Sin novedad, baronesa
Confieso no entender las razones que están moviendo la llamada remodelación del paseo del Prado. Hace unos cuantos años se oyó hablar con frecuencia de una hermosa mujer, cultivada, poco dichosa y tan bella, que alcanzó uno de los galardones que otorgan determinadas empresas mercantiles traficantes con la belleza, hasta ahora femenina. La conocí personal y superficialmente en el club de golf La Moraleja, cuando empezaba el furor irrigatorio de la reseca meseta madrileña. Y recuerdo con nitidez que me cayó muy bien aquella rubia catalana que supo sobreponerse a la pacata y estúpida moralina con la que quisieron castigarla por ser guapa, por tener un hijo, de padre, por cierto, muy conocido, por hablar idiomas y por mantener una desafiante sonrisa. Aquella elegante y exquisita mujer se casó con el trasunto de Tarzán y, después, con un aristócrata tudesco, batido en el tráfico de armas y en cualquier tipo de especulación a lo grande, que iba desde los carros de combate a los ascensores.
Mantuvo el tipo en la jet set oscilante entre las nieves de Gstaad, la ribera del lago Leman y los amaneceres de Bora Bora, pasando por la explosiva Marbella del príncipe Hohenlohe. Una mujer tenaz en un mundo envidioso y hostil, que acabó siendo profetisa en su propia tierra. El marido hizo buenos negocios en España, incrementando una ya sólida fortuna. Era, también, tenaz coleccionista de arte, o sea, ganaba dinero buscando, cambiando, vendiendo y guardando algunas obras de arte, las que consideraba mejores. Así se hizo con una notable colección donde, suele suceder, hay de todo, incluso cosas muy buenas.

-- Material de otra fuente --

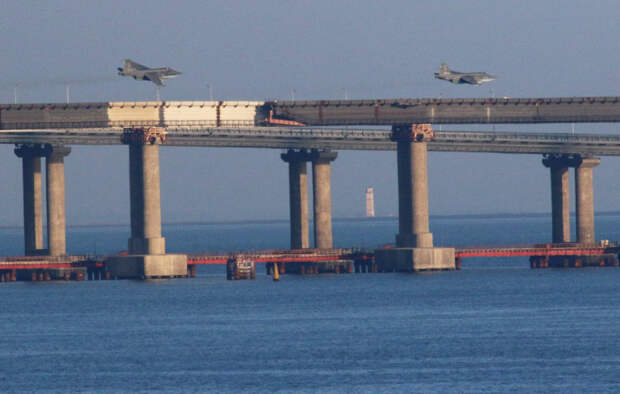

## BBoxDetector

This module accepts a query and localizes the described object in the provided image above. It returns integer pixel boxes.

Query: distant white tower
[366,187,375,218]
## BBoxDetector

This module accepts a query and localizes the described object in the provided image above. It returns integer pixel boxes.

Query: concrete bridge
[0,97,620,277]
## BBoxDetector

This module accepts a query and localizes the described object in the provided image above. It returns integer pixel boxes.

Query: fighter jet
[435,63,495,85]
[118,59,181,86]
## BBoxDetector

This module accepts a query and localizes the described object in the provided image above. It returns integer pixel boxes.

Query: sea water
[0,216,620,393]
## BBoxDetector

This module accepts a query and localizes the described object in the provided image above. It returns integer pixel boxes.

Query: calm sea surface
[0,216,620,393]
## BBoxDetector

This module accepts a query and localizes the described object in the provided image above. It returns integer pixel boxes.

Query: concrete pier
[543,154,581,243]
[45,145,71,256]
[575,157,601,244]
[107,129,187,278]
[14,144,46,256]
[310,150,338,249]
[129,144,166,254]
[375,125,455,271]
[280,149,310,249]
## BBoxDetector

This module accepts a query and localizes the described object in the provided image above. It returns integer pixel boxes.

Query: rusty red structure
[0,243,620,282]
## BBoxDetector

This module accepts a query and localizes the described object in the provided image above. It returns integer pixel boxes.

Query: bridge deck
[0,127,620,156]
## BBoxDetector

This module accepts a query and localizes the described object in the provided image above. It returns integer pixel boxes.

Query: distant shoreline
[0,211,620,229]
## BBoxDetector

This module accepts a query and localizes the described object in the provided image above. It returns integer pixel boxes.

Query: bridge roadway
[0,127,620,156]
[266,97,620,126]
[0,244,620,281]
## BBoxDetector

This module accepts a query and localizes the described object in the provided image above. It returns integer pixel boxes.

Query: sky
[0,0,620,225]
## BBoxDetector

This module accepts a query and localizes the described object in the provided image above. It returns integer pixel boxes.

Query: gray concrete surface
[281,149,310,249]
[45,146,71,256]
[311,150,338,249]
[575,158,601,244]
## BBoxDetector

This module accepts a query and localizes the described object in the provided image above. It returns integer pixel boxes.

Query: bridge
[0,126,620,156]
[0,97,620,277]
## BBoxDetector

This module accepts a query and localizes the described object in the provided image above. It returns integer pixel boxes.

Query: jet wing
[127,59,149,71]
[461,75,478,85]
[144,72,164,86]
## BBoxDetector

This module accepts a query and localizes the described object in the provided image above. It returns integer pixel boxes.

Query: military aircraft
[435,63,495,85]
[118,59,181,86]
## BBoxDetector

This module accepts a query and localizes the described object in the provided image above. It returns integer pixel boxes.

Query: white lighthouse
[366,187,375,218]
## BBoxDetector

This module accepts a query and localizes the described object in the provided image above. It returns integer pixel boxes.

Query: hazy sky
[0,0,620,225]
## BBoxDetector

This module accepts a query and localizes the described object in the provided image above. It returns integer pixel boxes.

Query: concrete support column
[310,150,338,249]
[106,127,188,279]
[575,157,601,244]
[543,154,581,243]
[129,144,166,254]
[45,146,71,256]
[15,145,45,256]
[393,126,433,248]
[375,124,456,272]
[281,149,310,249]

Entre aquel esplendor de obras muy poco habidas en España y generosamente en las pinacotecas francesas, inglesas y americanas, llegó la publicitada colección. Hay quien dice preferible que el arte se concentre en determinados sitios, ya que es más lógico que el admirador se desplace para verlas que andar colgándolas y descolgándolas de sus presuntas paredes finales. No fue ése el criterio, y hace unos cuantos años se enhebró una gran operación económica por la que Madrid, en un espacio inferior a los 500 metros, albergaba una concentración museística envidiable. Sobre todo porque estaba bien claro que los aficionados del mundo entero, si querían ver juntos numerosos y singulares goyas, velázquez, grecos, zurbaranes y otros fértiles genios, tenían que venir a Madrid. A mano quedaba la Escuela de Bellas Artes de San Fernando y, hacia el Sur, la conversión del antiguo Hospital General en Centro de Arte Reina Sofía; y el hermoso edificio de Vistahermosa, prolongación del Prado, en otro gran museo de pintura. Cabría decir que nunca es excesivo, pero también que la idea primitiva -que no parece haber cambiado- es el préstamo por cantidades muy elevadas y finitas de un patrimonio ajeno, con ejemplares valiosos y exóticos. Hay quien sabe por qué y en qué momento aquella operación de arriendo se consolidó tomando, primero, con timidez, y después, de forma resuelta y pública, el nombre de Museo Thyssen, en lo que era el anejo de Vistahermosa.
Hay polémica con unos cuantos árboles, zafarrancho poco explicable en esta ciudad nuestra de cuyo verdor deberíamos estar permanentemente orgullosos los madrileños. El copioso, casi abrumador, tesoro del Botánico podría sufrir con la pacatería de protestar por el enraizamiento de unos cuantos ejemplares, algunos de los cuales apenas tienen diez años y tampoco se trata de prohijarles o darles un apellido que no necesitan.
La señora baronesa -según las crónicas- ha pillado un metejón impropio de su equilibrada inteligencia y amenaza con encadenarse a uno de los troncos aledaños al edificio. Si las autoridades municipales, autonómicas o siderales se ven amenazadas con un hecho tan estrambótico, creo que lo más sensato, correcto y cortés es permitir a la señora baronesa que se encadene donde mejor le plazca, como reconocimiento de Madrid por habernos prestado hermosura tanta y tanto impresionismo del que carecíamos. En el antiguo cuplé, el mayordomo iba anunciándole tragedia tras desgracia a la señora baronesa, templada por el estribillo de que todo iba bien. Madrid tiene los enormes problemas de toda gran población y, precisamente, la polémica ha ido a instalarse donde menos es precisa. Alguien tendría que poner un reconfortante colofón al asunto. "¡Dejadlo de una vez, que así es el Prado!".